Johann Dratzl wurde am 9. Juli 1885 in Regensburg geboren. Seine Eltern waren Eustachius und Helene Dratzl, die Familie bekannte sich zum katholischen Glauben. Von 1915 bis 1918 diente Johann Dratzl im Militär, danach war er teils auf Reisen, teils als Taglöhner, Möbeltransporteur oder Schieferdecker tätig. Zwar wechselte er ab 1910 seinen Wohnort mehrmals nach „unbekannt“ sowie zwischen Steinweg, Stadtamhof und Regensburg, als letzte Adresse ist in den Adressbüchern der Stadt Regensburg der Hunnenplatz 4 angegeben.

Mehrmals kam er mit dem Gesetz in Konflikt.
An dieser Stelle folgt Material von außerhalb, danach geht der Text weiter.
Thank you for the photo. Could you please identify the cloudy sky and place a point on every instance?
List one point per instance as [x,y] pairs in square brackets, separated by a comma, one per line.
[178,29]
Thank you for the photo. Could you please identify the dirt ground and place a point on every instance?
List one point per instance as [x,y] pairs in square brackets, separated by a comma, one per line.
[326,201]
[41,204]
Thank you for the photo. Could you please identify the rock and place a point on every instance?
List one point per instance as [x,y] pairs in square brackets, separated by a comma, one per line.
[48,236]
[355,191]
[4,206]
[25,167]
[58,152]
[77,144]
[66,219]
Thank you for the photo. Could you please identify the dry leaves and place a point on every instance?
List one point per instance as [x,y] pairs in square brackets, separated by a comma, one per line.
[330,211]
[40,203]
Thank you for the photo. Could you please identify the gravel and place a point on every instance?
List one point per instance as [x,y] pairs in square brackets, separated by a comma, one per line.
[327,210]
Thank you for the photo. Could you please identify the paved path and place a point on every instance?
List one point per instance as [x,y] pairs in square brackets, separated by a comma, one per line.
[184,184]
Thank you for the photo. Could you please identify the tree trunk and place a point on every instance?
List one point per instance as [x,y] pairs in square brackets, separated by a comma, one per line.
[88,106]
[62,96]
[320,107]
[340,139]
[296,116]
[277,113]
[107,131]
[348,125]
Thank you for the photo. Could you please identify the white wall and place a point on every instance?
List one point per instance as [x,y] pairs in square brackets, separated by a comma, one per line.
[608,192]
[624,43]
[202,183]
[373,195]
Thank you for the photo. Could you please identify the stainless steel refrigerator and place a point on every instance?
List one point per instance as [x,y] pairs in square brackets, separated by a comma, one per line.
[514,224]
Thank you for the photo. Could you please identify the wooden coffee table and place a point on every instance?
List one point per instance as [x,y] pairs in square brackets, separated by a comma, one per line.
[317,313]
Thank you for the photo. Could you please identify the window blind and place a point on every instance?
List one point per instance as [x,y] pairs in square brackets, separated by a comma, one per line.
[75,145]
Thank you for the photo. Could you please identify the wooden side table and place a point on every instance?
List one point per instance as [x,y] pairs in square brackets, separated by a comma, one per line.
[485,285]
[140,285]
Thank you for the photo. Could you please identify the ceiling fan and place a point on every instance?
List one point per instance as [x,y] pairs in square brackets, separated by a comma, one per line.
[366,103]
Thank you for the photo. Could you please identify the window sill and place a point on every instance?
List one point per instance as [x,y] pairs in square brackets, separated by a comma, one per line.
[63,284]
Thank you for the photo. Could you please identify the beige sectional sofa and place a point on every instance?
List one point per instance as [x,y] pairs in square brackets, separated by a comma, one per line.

Am 21. April 1937 wurde Johann Dratzl erneut verhaftet und verbüßte eine Gefängnisstrafe in Rebdorf, einem ehemaligen Kloster nahe Eichstätt, das zwischen 1923 und 1945 als Gefängnis diente. 1939 meldete er sich wieder in Regensburg an.

Am 11. Oktober 1940 kam Johann Dratzl in das KZ Dachau und erhielt die Häftlingsnummer 20480. Das offizielle Todesdatum ist im Stadtarchiv Regensburg mit „8. März 1942 in Dachau“ angegeben, laut Sterbeurkunde in den Arolsen Archives aufgrund von „Versagen von Herz und Kreislauf bei Darmkatarrh“. Das tatsächliche Datum der Ermordung von Johann Dratzl war jedoch bereits der 19. Januar 1942 in der NS-Tötungsanstalt Hartheim bei Linz durch Giftgas. Es handelte sich um den ersten Transportschub, „Invalidentransport“ oder „Häftlings-Euthanasie“ genannt, aus dem KZ Dachau nach Hartheim bei Linz.

„Herr Dratzel wurde als nicht mehr arbeitsfähig selektiert und zusammen mit 100 anderen Häftlingen am 19.01.1942 in die Tötungsanstalt Schloss Hartheim gebracht und dort kurz nach dem Eintreffen vergast und verbrannt (das ist die Aktion 14f13). Zur Verschleierung der Morde wurde in der offiziellen, vom Lagerstandesamt ausgegebenen Sterbeurkunde ein gefälschtes Datum angegeben“, so die KZ-Gedenkstätte Dachau.